Integration könne nicht gelingen, wenn die Menschen keine Aufenthaltsgenehmigung bekommen und perspektivlos auf die Abschiebung warteten. Er geht auf die Situation von Palästinensern ein, die lediglich einen „Duldungsstatus bekamen und in der ständigen Ungewissheit lebten, was mit ihnen passieren würde“ (166). Diese Menschen würden nicht ankommen und diese Situation berge ein Gewaltpotenzial.

Mansour bezeichnet sich selbst auch als Religionskritiker und verlangt von den Flüchtlingen, dass sie sich den in Deutschland vorherrschenden Werten anpassen. Zwangsheiraten, Kinderehen oder Polygamie seien eindeutig abzulehnen, aber er geht davon aus, dass manche Frauen das Kopftuch als etwas betrachten, das zu ihrer Identität gehört: „Ich akzeptiere das – bei erwachsenen Frauen. Bei Kindern und Heranwachsenden sehe ich das Kopftuch allerdings als sehr problematisch an.“ (192)

Er kritisiert dennoch die religiöse Komponente des Kopftuchs, insbesondere die Behauptung, dass Frauen, die freiwillig ein Kopftuch tragen, emanzipiert seien. „[J]ede Religion, in der an einen patriarchalen, strafenden Gott geglaubt wird, ist dogmatisch und somit eher das Gegenteil von – feministischer – Emanzipation, Freiheit oder Unabhängigkeit.“ (193)
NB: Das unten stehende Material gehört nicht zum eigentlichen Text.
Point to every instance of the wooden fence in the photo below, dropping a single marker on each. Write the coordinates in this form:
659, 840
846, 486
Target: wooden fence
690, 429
Die Frau werde als Dauerobjekt der männlichen Begierde betrachtet, der Mann als Wesen, das sich nicht kontrollieren lasse.

Seine Anleitung zur Integration besteht aus zehn Schritten: Er verlangt von den nach Deutschland gekommenen Menschen, dass diese bereit sein müssen, „manches, das im Herkunftsland gilt, in Frage zu stellen“ (272). Die Integration solle ohne politische Ängste angegangen und die Integrationsarbeit standardisiert werden, damit eine „effektive Praxis möglich“ (285) werde. Die Sozialarbeit müsse reformiert, ein Bundesgipfel zur Vermittlung der Werte des Grundgesetzes einberufen werden. Überfällig sei zudem ein Einwanderungsgesetz, das spätestens seit Mitte der 1990er-Jahre gefordert wird. Der Staat solle entschiedener auftreten und beispielsweise die Schulpflicht konsequent durchsetzen. Ferner fordert er die „aktive Förderung einer Kultur der Inklusion“ (300). Der Staat solle die innerislamische Debatte fördern. Resümierend lässt sich festhalten, dass Ahmad Mansour eine radikale Umerziehung aller Menschen zu Demokraten fordert, was mit staatlicher Hilfe erreicht werden müsse.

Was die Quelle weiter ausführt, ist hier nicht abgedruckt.